Netanjahu zaciera ślady? Były premier Izraela miał zlecić zniszczenie dokumentów

Benjamin Netanjahu. Foto: PAP/EPA
Benjamin Netanjahu. Foto: PAP/EPA
REKLAMA
Żydowski dziennik „Haaretz” poinformował, że tuż przed oddaniem władzy Benjamin Netanjahu miał zlecić zniszczenie dokumentów przechowywanych w sejfach w jego kancelarii. Rzecznik byłego już premiera Izraela przekonuje jednak, że to „skończone kłamstwo”.

„Haaretz” nie uszczegółowił, co było w owych dokumentach oraz ile ich było. Nie wiadomo też, gdzie miały zostać zniszczone. Według informatorów dziennika – pracowników kancelarii Benjamina Netanjahu – dokumenty znajdowały się w sejfach w części kancelarii określanej jako „akwarium”.
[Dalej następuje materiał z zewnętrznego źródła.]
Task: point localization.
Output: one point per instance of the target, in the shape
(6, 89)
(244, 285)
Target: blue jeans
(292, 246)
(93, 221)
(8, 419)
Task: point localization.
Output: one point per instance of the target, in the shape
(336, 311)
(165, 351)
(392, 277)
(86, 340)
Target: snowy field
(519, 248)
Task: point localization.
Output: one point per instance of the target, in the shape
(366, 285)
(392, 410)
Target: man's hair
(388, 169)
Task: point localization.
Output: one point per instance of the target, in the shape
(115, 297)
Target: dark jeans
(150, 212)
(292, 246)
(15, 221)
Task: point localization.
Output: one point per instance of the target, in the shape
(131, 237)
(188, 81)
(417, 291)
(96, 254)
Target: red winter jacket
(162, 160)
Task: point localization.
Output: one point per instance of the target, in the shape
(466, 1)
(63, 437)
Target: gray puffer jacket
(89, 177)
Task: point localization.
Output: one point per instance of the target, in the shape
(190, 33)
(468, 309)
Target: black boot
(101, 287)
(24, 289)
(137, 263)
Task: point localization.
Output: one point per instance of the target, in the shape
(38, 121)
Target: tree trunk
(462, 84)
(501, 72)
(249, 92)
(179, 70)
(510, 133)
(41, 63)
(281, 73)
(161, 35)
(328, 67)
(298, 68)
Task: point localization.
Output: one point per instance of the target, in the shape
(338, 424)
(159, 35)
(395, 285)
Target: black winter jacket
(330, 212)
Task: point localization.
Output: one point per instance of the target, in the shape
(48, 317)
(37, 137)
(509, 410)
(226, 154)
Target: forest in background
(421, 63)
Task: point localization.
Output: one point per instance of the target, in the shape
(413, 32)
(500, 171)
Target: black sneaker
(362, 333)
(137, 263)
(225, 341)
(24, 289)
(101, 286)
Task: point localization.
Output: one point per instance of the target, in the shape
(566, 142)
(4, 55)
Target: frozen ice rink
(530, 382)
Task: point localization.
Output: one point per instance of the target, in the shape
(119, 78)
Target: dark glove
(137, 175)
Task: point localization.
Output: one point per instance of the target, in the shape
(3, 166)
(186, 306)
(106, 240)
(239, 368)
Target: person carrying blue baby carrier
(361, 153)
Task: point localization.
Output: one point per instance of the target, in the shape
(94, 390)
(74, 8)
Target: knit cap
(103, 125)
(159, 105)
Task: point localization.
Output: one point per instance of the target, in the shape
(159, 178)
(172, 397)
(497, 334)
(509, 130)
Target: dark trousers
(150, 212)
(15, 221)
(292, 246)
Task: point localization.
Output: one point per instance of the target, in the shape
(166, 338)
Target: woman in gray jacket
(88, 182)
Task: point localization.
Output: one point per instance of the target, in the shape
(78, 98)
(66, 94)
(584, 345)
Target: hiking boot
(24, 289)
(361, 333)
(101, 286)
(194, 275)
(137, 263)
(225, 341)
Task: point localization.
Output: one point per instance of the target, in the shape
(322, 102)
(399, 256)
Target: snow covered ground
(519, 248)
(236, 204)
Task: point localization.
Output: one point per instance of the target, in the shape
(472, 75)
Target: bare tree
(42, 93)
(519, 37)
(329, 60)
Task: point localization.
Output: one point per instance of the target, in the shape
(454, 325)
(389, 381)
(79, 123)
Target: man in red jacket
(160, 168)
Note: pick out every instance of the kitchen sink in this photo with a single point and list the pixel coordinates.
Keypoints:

Dostęp do niej mają tylko premier i najwyżsi urzędnicy. W sejfach mają się znajdować głównie harmonogramy pracy najwyższych urzędników oraz dokumenty związane z działalnością rządu. Zlecenie ich zniszczenia mieli rzekomo otrzymać w niedzielę rano pracownicy kancelarii, a polecenie miał wydać sam Netanjahu.

REKLAMA

Media w Izraelu podkreślają, że wszystkie dokumenty są własnością państwa i powinny zostać zarchiwizowane. Rzecznik Netanjahu twierdzi natomiast, że doniesienia „Haaretz” to „skończone kłamstwo”. Jak utrzymuje, „nic takiego nie miało miejsca”. Kancelaria premiera poinformowała, że nie wie nic na temat sprawy.

Kneset w niedzielę jednym głosem przewagi wybrał nowy rządy Naftalego Bennetta. Jest to równoznaczne z zakończeniem 12-letniej epoki Benjamina Netanjahu. Nowy gabinet w głosowaniu poparło 60 posłów, 59 było przeciw.

Rząd Bennetta ma być gabinetem szerokiego porozumienia. Zgodnie bowiem z umową koalicyjną, premier Naftali Bennett będzie stał na jego czele przez 2 lata. Przez kolejne 2 lata rządem pokieruje Yair Lapid.